As the Nobel Prize Committee was handing the award to Handke on Tuesday, hundreds of people, mostly Bosnians, protested in downtown Stockholm.
Handke is known for his controversial stances on the 1992-95 Bosnian war. He was a vocal supporter of the policies of Slobodan Milosevic and even spoke at the 2006 funeral of the Serbian strongman.
Survivors and family members of those who were killed in the massacres in Bosnia between 1992 and 1995 protested in front of the Swedish Embassy in Sarajevo after the news that Handke would receive the Prize came out, calling him a genocide denier and an apologist for Bosnian Serb war crimes and demanding that the Swedish Academy withdraws its decision.
Pasovic explained that the right-wing ideology has been gripping Europe and that the Royal Swedish Academy of Sciences is only part of the trend.
“Racism is a serious issue and the return of the European right is a serious issue,” he said, reminding that the wars in Yugoslavia were prepared by academics.
“The Academy sent a message to extremists throughout the world that when they say their hate speech is actually literature, that is legitimate,” he said.
He pointed out that it was particularly troubling that King Gustav handed out a humanistic award to a man who denies crimes against humanity.
“For me, Handke himself is not the problem, but the state of Sweden.

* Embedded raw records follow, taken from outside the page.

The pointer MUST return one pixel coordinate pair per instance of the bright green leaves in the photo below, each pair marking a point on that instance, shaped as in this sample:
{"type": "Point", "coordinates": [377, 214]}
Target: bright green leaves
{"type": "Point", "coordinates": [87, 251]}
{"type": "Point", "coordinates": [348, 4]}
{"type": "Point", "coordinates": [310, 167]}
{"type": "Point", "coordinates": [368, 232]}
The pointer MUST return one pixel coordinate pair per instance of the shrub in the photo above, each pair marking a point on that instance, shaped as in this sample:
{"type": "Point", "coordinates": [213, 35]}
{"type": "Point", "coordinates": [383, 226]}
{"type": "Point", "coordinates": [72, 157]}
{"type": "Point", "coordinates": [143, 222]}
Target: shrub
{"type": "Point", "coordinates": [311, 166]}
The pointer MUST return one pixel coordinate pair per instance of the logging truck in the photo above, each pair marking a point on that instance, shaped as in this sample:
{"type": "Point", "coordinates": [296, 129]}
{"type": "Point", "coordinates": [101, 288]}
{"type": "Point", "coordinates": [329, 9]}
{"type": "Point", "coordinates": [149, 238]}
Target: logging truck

Now it revealed what it really thinks about refugees who came to Sweden,” he said.
“We have for years been building bridges, for 25 years we are working on bringing divided people back together, to heal the situation in the Balkans. Now they have thrown a bone among us over which we will bicker. Handke is on the front pages in Serbia,” he said.
“I would declare the Swedish Academy persona non grata,” he stressed, referring to a Wednesday decision of the Sarajevo local government to declare Handke persona non grata.
“Handke did not hand that award out to himself, but the Academy did,” he argued, adding that the Academy is not a non-governmental organisation or a private group of people, but a national institution “which, on behalf of Sweden, awards someone else’s money – Alfred Nobel’s – and has among hundreds of thousands of writers decided to award the only one who spoke about the war in Bosnia and Herzegovina in this way.”
The director also argued that Handke can not be good for Serbia either.
“If Handke supported Milosevic, then how can he be seen as a support of Serbs? Milosevic was the worst ruler in Serbia’s history. Nobody has damaged Serbia as much as Milosevic,” he stressed.
Serbian President Aleksandar Vucic sent a congratulatory note to Handke.
“Now, apart from Ivo Andric, we celebrate another of our Nobel recipients,” the note said.
“Handke was granted Yugoslav citizenship and (Vucic’s statement) is propaganda. Vucic never read Handke’s work, it is a propaganda machine, it has nothing to do with literature and that is the damage which Sweden has caused in Europe, especially in the Balkans,” Pasovic commented.